A primeira semana de julho de 2026 concentrou uma sequência de novas pesquisas de intenção de voto, todas registradas na Justiça Eleitoral, cobrindo disputas estaduais e a corrida à Presidência da República. Os levantamentos, divulgados ou anunciados por institutos diferentes, desenham um mapa eleitoral em formação a cerca de 90 dias do pleito.
No Paraná, o Paraná Pesquisas anunciou um levantamento com 1.500 entrevistas e margem de erro de 2,6 pontos percentuais, testando nomes como o senador Sérgio Moro, o ex-prefeito de Curitiba Rafael Greca e Requião Filho. Em São Paulo, o Datafolha ouviu 1.608 eleitores em 71 municípios, com margem de 2 pontos, para medir tanto o governo estadual quanto a Presidência, em um cenário estadual concentrado entre o governador Tarcísio de Freitas e o ex-ministro Fernando Haddad. No Distrito Federal, a empresa França apontou a ex-primeira-dama Michelle Bolsonaro na liderança da disputa ao Senado, com 30% das citações para a primeira vaga.

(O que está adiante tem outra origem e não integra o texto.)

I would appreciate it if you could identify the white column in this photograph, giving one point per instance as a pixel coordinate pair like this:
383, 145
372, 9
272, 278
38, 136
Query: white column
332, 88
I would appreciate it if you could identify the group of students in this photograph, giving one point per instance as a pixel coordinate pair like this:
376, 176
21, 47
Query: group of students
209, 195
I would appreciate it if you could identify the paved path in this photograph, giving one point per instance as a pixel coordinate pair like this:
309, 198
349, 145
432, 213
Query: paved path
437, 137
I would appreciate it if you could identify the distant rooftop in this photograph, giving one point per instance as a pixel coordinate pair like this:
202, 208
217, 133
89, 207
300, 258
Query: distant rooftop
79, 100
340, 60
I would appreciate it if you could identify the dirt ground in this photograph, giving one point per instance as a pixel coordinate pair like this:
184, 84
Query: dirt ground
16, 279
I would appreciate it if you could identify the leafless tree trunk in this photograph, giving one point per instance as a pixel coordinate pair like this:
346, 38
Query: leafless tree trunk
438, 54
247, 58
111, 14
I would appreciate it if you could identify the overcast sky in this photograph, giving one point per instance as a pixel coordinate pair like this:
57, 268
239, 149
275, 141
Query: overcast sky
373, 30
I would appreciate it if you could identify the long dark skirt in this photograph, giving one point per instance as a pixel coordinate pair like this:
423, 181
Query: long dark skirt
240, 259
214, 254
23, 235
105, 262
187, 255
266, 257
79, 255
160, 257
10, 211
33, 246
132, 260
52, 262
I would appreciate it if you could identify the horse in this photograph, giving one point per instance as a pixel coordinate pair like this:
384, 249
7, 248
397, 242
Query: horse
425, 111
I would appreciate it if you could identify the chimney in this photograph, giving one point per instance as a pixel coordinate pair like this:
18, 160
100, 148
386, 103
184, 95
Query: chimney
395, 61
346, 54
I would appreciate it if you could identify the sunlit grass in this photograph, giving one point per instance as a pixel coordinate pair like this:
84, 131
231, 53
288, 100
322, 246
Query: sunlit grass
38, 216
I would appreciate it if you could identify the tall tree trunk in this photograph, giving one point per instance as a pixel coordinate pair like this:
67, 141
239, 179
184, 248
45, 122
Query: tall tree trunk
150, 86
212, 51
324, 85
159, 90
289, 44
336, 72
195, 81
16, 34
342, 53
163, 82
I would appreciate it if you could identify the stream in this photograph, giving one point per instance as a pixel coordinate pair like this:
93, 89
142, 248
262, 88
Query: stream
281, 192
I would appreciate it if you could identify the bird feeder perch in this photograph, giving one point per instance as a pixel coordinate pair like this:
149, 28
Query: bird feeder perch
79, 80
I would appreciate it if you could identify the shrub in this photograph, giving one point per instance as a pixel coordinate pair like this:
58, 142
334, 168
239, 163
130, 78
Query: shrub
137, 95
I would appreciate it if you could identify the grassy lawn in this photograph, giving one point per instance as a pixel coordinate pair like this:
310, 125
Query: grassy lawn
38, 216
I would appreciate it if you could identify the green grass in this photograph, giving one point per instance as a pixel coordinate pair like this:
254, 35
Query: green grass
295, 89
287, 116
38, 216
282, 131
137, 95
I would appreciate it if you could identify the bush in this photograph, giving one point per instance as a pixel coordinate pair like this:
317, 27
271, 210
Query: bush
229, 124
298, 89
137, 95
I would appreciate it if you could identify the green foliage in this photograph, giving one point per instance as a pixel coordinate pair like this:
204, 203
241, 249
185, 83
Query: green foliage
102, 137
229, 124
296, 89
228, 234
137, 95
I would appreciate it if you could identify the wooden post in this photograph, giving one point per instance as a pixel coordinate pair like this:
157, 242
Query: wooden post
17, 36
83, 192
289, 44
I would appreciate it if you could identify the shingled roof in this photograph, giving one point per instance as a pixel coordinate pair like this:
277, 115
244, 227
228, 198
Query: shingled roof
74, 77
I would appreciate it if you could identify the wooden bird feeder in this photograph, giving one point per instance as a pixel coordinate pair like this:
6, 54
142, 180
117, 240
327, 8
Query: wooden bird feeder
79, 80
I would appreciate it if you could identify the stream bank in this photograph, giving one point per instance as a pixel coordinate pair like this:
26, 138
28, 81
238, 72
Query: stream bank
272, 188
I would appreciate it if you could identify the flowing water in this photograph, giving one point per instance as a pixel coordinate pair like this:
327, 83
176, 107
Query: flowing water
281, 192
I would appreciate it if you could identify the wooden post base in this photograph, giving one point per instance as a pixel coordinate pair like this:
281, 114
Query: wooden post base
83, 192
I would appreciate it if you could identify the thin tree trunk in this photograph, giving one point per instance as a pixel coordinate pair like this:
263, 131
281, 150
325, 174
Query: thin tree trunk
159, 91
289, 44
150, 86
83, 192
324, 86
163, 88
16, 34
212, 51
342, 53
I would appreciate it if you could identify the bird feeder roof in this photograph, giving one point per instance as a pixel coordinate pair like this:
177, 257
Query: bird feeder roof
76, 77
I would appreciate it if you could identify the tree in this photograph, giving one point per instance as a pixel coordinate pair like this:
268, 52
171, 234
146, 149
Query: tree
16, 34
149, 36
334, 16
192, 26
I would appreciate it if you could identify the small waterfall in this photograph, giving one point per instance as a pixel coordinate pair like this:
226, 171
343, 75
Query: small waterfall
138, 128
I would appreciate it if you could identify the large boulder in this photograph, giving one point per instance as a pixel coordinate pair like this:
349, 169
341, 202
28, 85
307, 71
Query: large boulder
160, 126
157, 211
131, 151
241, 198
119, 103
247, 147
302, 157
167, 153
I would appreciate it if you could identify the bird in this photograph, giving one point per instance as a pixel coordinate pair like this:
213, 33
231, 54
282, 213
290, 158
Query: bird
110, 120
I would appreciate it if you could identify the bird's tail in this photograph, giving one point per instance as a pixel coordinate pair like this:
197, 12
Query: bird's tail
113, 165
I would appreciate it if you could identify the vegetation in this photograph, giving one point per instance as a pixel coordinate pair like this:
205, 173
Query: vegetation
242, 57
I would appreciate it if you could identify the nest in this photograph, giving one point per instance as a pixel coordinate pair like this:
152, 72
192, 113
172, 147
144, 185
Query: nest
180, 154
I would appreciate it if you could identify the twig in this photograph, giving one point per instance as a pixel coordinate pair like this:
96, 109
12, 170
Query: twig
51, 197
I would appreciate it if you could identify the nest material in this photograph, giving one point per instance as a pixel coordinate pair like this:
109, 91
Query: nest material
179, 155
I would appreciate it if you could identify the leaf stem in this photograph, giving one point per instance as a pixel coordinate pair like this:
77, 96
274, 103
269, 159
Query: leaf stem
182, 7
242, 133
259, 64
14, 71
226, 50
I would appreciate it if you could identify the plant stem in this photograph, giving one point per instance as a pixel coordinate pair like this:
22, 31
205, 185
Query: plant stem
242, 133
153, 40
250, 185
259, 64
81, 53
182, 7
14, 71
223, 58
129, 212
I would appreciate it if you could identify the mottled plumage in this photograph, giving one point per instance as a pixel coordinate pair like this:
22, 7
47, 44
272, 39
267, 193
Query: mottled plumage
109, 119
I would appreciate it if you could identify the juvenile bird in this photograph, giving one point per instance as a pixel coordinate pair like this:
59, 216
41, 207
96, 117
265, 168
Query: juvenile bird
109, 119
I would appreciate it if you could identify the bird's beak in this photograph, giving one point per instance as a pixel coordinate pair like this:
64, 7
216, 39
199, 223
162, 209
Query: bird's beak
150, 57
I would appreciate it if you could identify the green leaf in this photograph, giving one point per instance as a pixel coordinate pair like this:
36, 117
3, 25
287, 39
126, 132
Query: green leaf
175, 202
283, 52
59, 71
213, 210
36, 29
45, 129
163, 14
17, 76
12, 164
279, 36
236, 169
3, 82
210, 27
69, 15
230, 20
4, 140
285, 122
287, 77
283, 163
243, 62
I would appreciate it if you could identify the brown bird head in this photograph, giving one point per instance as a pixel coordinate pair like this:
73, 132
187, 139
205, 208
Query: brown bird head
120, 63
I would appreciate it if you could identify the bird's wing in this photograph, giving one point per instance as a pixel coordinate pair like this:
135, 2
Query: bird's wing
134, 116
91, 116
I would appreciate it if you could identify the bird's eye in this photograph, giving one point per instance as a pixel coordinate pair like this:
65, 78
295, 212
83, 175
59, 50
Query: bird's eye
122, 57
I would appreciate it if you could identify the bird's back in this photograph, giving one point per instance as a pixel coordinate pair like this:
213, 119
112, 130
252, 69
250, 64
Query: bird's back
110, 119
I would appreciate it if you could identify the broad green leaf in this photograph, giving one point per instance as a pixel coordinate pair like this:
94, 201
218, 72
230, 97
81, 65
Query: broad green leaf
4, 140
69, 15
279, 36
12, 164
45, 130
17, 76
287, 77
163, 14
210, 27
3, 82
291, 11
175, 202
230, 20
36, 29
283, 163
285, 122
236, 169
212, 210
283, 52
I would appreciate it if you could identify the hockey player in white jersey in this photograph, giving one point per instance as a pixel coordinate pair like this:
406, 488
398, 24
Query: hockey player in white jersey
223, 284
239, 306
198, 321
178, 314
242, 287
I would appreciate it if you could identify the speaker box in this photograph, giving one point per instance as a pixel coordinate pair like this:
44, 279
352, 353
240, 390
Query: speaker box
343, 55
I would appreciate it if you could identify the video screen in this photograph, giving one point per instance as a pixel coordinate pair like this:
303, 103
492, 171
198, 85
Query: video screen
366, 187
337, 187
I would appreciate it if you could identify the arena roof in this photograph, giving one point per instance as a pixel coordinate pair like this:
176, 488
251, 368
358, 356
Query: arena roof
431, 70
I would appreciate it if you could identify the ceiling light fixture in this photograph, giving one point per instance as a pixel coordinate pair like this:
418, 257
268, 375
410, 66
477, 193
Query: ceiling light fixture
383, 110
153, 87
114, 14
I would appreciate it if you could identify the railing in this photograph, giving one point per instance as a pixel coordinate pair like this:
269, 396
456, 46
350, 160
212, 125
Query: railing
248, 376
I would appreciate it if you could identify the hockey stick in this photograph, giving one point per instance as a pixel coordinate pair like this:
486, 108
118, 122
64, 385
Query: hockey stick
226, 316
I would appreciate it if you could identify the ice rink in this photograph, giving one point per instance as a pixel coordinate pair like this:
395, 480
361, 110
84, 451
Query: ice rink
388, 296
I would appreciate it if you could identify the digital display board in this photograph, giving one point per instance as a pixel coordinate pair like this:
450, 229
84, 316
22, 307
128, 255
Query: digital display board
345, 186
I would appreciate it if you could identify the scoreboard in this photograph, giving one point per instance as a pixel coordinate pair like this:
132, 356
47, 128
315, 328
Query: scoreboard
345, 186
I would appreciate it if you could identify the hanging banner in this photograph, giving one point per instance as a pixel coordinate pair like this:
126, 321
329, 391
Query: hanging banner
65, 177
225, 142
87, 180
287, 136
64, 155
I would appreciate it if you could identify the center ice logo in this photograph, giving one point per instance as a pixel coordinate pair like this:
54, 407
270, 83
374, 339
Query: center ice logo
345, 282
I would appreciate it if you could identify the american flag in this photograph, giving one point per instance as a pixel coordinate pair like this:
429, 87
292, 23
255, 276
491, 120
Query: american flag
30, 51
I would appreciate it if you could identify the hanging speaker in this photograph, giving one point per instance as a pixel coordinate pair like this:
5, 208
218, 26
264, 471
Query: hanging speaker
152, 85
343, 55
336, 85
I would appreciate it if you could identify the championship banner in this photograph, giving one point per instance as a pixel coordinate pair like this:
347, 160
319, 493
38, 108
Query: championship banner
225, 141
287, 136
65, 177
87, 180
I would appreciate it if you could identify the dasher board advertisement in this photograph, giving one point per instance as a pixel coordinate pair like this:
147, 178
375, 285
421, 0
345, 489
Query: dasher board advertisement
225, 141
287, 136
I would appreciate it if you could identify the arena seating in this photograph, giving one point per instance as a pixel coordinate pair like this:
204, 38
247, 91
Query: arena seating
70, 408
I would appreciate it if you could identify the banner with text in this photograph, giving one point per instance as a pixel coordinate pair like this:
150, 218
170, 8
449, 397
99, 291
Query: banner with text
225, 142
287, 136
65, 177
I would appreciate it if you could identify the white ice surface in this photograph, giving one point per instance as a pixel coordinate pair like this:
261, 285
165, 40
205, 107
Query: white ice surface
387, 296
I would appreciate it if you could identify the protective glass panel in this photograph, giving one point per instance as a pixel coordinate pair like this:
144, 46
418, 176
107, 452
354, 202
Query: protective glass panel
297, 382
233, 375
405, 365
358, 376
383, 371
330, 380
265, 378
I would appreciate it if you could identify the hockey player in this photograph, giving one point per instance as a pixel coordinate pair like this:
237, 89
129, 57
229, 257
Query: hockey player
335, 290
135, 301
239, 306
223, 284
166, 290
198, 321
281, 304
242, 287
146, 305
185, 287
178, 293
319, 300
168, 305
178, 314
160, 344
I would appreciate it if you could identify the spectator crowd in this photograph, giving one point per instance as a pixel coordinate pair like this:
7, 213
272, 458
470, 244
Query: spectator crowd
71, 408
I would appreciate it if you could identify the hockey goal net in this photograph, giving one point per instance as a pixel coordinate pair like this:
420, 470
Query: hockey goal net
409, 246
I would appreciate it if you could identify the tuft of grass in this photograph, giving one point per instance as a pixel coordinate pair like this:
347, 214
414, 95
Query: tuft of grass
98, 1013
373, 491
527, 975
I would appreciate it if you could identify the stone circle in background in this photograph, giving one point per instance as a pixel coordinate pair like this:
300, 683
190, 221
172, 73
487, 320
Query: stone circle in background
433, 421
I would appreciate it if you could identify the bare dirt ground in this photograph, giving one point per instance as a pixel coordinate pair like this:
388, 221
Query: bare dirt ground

A cobertura de centro, como a do Poder360 e da Folha de S.Paulo, relatou os números e a metodologia de forma factual, detalhando amostras, margens de erro, níveis de confiança de 95% e os códigos de registro no Tribunal Superior Eleitoral. Veículos de direita, como a Revista Oeste, enfatizaram o desempenho de candidatos de oposição e do campo conservador nos estados: em Goiás, o Instituto Lupa mostrou empate técnico entre Marconi Perillo (33%) e Daniel Vilela (31%), e um cenário presidencial estadual com Ronaldo Caiado à frente, seguido por Flávio Bolsonaro e Lula. No Acre, o Instituto Delta apontou o senador Alan Rick liderando com folga, e em Rondônia o IHPEC colocou Marcos Rogério na dianteira.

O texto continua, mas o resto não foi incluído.